Hi all,
I was wondering if I'm missing something obvious: samtools
can filter your BAM file based on many criteria (such as flags, tags, qlen etc) - but what is the correct way to get rid of the chimeric mappings (at least the type where R1/R2 map to different chromosomes?). I can come up with a one-liner (decode to text/check 7th column/encode back to binary), but I think this should be in samtools
- am I wrong?
I am working with hisat2
BAMS, and no flags are set from what I can tell. This is one of the mappings:
SRR12813830.114509898 65 NZ_JAHRBL010000049.1 1405 1 46M NZ_WJPN01000041.1 1609 0 TCCTGGTGGTGCCCTTCCGTCAATTCCTTTAAGTTTCAGCTTTGCA FFFFFFFFFFFFFFFFFFFFFFFFFFFFFFFFFFFFFFFFFFFFFF AS:i:0 ZS:i:0 XN:i:0 XM:i:0 XO:i:0 XG:i:0 NM:i:0 MD:Z:46 YT:Z:UP NH:i:18
That example read is missing the 'mapped in proper pair' flag, which is generally not set when the mate is on a different chromosome. You should be able to filter out those reads with
samtools view -f2 infile.bam
.I wanted to retain single-end mappings though.
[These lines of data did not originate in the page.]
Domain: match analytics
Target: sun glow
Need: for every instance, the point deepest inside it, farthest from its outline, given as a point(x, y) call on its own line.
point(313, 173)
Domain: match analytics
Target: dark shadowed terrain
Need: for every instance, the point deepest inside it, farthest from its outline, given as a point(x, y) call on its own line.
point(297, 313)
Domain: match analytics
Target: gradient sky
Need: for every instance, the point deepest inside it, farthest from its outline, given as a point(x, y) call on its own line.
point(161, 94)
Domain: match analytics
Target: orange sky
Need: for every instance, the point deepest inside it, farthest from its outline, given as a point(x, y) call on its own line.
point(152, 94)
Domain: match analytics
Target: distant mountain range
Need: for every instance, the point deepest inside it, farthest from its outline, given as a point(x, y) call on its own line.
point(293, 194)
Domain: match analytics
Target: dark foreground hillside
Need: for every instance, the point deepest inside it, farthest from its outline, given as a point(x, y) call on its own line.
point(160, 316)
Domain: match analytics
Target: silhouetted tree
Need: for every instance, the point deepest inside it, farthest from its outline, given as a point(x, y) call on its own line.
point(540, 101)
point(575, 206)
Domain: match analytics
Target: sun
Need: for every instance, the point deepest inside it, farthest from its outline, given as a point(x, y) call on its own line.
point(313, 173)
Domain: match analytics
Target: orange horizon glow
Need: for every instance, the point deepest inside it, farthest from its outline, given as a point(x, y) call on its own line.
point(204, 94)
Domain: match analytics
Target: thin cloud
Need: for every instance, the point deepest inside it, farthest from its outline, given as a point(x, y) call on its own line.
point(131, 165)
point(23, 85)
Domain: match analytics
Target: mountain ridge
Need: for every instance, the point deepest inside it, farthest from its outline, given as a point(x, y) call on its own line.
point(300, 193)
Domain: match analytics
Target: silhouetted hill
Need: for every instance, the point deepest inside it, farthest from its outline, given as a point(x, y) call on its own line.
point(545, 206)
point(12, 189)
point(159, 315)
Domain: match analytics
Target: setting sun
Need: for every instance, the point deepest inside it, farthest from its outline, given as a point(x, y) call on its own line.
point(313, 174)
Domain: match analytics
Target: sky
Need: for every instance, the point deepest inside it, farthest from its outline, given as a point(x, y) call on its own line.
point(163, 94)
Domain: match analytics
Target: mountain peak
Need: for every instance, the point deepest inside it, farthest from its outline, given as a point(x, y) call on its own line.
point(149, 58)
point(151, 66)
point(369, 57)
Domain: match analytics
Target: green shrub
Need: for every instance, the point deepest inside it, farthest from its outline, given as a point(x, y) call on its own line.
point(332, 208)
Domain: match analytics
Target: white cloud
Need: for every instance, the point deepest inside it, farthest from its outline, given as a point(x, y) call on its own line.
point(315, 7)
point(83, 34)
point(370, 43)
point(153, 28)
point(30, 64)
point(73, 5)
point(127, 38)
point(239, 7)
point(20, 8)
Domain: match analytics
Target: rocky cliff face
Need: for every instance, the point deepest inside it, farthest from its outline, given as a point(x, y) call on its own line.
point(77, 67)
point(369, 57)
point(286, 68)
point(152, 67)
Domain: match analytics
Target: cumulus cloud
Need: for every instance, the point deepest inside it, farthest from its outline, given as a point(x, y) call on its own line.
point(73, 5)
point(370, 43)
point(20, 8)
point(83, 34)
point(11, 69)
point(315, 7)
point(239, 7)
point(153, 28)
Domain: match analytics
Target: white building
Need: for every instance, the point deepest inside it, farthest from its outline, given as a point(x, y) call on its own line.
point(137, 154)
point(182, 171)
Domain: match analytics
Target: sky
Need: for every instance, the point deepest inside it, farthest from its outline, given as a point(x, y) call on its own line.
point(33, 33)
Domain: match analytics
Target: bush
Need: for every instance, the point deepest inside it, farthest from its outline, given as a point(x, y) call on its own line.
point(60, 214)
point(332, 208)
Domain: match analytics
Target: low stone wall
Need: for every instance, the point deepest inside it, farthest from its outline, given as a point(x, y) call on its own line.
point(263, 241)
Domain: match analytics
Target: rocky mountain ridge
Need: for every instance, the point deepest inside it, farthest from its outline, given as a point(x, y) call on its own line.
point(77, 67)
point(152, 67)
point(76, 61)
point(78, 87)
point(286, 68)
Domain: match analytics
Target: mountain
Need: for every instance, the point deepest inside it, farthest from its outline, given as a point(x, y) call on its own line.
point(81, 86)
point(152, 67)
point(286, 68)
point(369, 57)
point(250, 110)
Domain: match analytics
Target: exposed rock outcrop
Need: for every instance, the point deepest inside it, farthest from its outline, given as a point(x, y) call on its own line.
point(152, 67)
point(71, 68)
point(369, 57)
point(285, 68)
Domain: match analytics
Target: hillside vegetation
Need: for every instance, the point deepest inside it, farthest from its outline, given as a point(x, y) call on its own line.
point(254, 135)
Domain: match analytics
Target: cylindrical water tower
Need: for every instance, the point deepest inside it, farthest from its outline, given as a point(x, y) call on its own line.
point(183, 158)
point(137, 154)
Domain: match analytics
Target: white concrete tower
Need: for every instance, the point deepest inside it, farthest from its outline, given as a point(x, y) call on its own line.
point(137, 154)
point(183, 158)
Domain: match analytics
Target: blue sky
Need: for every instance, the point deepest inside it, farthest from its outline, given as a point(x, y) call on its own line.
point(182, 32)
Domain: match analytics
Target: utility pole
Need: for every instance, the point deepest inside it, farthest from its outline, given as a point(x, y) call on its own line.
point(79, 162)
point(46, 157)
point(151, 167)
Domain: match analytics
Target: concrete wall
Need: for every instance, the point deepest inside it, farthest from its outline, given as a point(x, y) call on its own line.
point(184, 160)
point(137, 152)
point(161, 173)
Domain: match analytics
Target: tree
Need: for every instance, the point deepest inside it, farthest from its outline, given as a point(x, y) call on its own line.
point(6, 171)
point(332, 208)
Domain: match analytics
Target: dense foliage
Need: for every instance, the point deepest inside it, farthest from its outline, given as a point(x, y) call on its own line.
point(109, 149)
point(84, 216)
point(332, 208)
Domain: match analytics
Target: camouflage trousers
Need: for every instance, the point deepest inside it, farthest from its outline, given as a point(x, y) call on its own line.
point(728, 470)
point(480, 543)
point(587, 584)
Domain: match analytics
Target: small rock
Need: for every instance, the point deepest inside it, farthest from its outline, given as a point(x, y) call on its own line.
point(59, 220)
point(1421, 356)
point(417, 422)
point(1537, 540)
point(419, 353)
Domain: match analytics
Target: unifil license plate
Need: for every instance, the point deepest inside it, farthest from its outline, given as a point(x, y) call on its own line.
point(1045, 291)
I am very surprised that there are no specific options to filter chimeric reads from
samtools
(I guess there's a flag that needs to be set, so technically that's the mapper's fault, but still)What is the relevance of the
CRAM
andSAM
tags here?No special relevance, but the question can be applied to all 3 formats, so I decided to add them just for the hell of it.